オーステナイトを急速に冷却すると、針状のきわめてかたい組織ができるが、これをマルテンサイトという。元素の成分はオーステナイトと同じだが、原子の配置が連続して変化することで硬度が増加する。この組織を加熱していくと、セメンタイトとフェライトにかわる。
鋼を加熱すると、フェライトとパーライトはオーステナイトに変化する。オーステナイトには、鋼の中で遊離した炭素を溶解する性質がある。鋼をゆっくり冷却すると、オーステナイトはフェライトとパーライトにもどるが、急速に冷却すると高温で安定な組成がそのまま凍結されて、原子の配置がずれたマルテンサイトに変化する。 熱処理によって鋼を硬化する工程は、古くからの言葉では焼入れという。鋼をオーステナイトの生成温度である750~800°C程度に加熱し、水や油につけて急速に冷却すると、マルテンサイトを生成する。この処理で大きな内部応力(→ 応力)による変形がおこるが、鋼を低温で再加熱する焼戻しや焼なましによって、応力を減少できる。焼戻しすると、マルテンサイトの一部はセメンタイトとフェライトになり、硬度と強度は低くなるが延性とねばりは増加する。 熱処理工程の目的は、フェライトの中のセメンタイト粒子の量、大きさ、形、分布を調整して、鋼の機械的な特性を向上させることにある。

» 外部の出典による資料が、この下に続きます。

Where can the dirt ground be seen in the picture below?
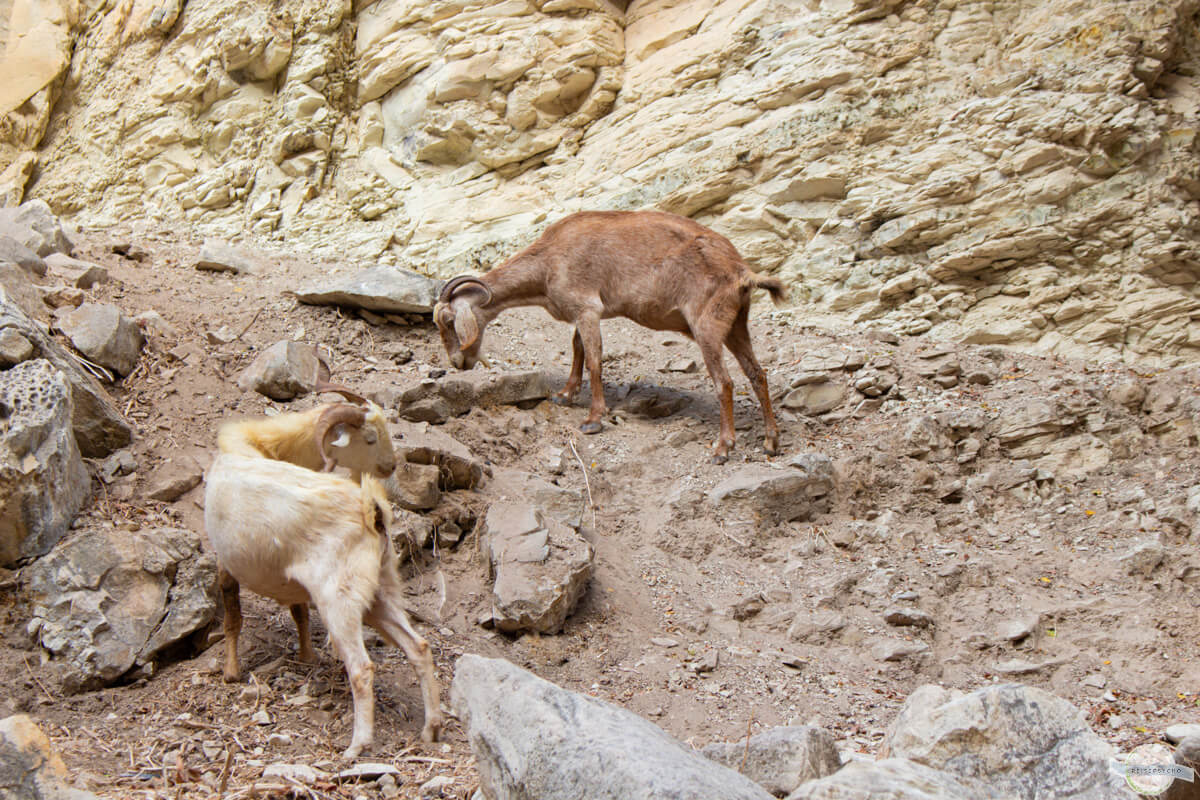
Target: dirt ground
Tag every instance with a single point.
(672, 584)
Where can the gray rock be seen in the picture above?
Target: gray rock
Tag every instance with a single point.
(893, 779)
(772, 495)
(904, 615)
(35, 226)
(813, 400)
(13, 252)
(436, 401)
(219, 256)
(15, 348)
(173, 481)
(81, 275)
(414, 486)
(781, 758)
(385, 289)
(105, 335)
(107, 600)
(1143, 558)
(1017, 740)
(43, 482)
(815, 626)
(561, 503)
(541, 567)
(99, 427)
(897, 650)
(29, 768)
(532, 739)
(875, 383)
(285, 371)
(19, 288)
(1181, 731)
(1188, 755)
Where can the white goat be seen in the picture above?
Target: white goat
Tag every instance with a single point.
(299, 536)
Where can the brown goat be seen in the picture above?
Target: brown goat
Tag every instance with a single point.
(663, 271)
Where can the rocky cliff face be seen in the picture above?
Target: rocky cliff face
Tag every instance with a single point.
(1017, 172)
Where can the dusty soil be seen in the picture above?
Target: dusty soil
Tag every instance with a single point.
(976, 558)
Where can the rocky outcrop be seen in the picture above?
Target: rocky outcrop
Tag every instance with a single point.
(99, 427)
(1017, 740)
(107, 600)
(541, 567)
(533, 739)
(1023, 173)
(43, 482)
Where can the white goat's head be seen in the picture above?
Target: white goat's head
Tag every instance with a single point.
(354, 435)
(459, 320)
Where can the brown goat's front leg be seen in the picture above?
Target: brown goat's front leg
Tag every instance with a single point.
(588, 329)
(232, 602)
(715, 364)
(573, 384)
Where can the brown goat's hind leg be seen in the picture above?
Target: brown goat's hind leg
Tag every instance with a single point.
(738, 341)
(573, 384)
(588, 328)
(300, 614)
(232, 603)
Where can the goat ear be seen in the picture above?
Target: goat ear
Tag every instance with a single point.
(466, 326)
(342, 438)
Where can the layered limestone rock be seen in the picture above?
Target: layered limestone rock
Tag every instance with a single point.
(1021, 172)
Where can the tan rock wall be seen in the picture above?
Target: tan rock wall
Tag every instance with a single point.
(1019, 172)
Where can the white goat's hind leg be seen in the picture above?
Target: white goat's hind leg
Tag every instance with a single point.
(388, 617)
(345, 626)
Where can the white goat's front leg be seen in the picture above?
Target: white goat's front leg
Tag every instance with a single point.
(588, 326)
(388, 617)
(345, 626)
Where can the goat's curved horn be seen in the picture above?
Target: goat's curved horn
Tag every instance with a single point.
(337, 389)
(339, 414)
(462, 280)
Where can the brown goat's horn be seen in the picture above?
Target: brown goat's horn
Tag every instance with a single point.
(339, 414)
(340, 390)
(462, 280)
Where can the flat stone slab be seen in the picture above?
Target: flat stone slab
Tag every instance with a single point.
(384, 289)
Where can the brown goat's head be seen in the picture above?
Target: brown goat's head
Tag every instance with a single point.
(459, 320)
(354, 435)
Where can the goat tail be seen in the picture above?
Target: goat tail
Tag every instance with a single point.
(376, 509)
(773, 286)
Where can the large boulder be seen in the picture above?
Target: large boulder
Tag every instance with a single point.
(533, 739)
(771, 494)
(1018, 740)
(388, 289)
(285, 371)
(107, 600)
(43, 482)
(436, 401)
(781, 758)
(35, 226)
(29, 767)
(105, 335)
(99, 427)
(893, 779)
(541, 567)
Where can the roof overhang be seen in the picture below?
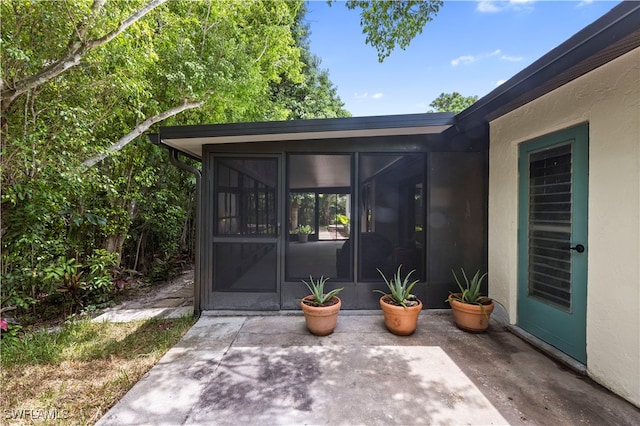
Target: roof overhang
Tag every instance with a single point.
(191, 139)
(611, 36)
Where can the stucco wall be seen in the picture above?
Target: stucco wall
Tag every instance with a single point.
(608, 99)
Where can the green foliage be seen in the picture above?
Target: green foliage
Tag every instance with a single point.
(399, 287)
(304, 230)
(470, 291)
(311, 96)
(390, 23)
(454, 102)
(317, 291)
(133, 211)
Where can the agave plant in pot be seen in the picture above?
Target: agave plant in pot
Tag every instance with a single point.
(303, 233)
(400, 307)
(320, 309)
(471, 310)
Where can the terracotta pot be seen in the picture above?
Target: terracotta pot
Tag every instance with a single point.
(468, 317)
(321, 320)
(398, 319)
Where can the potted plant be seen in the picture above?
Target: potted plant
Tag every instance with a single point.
(320, 309)
(471, 310)
(400, 308)
(303, 233)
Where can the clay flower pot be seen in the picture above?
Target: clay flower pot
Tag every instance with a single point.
(470, 317)
(321, 320)
(398, 319)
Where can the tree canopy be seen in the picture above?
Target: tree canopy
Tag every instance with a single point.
(452, 102)
(388, 24)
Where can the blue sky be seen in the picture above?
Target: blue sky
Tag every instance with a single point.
(470, 47)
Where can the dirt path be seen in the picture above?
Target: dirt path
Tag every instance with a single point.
(168, 294)
(171, 298)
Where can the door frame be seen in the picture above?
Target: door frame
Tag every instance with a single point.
(215, 300)
(564, 330)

基本の熱処理をつかって、多くの工程が実用化されている。冶金学者は、オーステナイトからマルテンサイトへの変化が、冷却工程の後半でおこることや、この変化につづいておこる体積の変化により、急激に冷却した場合は、金属にひびが入ることを発見した。とくに焼入れでは、冷却する速度が材料の性質に大きな影響をあたえる。ひび割れを防止するため、これまでに3つの工程が開発されてきた。 タイム・クエンチング法は時間焼入れともいい、一定の温度にしてある焼入れ溶液に、熱した鋼を一定の時間ひたして焼入れをおこなう方法である。 マルテンパー法は、マルテンサイト時効(→ 時効)ともいい、鋼を同じようにマルテンサイトが生成しはじめる温度よりやや高い温度にした冷却溶液にひたし、材料全体がほぼ同じ温度になってからとりだし、マルテンサイトが生成する温度まで空冷する。鋼がマルテンサイトを生成する温度は、組成によって約288°Cから室温までである。 オーステンパー法では、マルテンサイトを生じない温度で、組織の変化がおこる温度に維持されている金属か、塩の溶融液に鋼をいれ、その中で変化を完全に終了させてから最終冷却をする。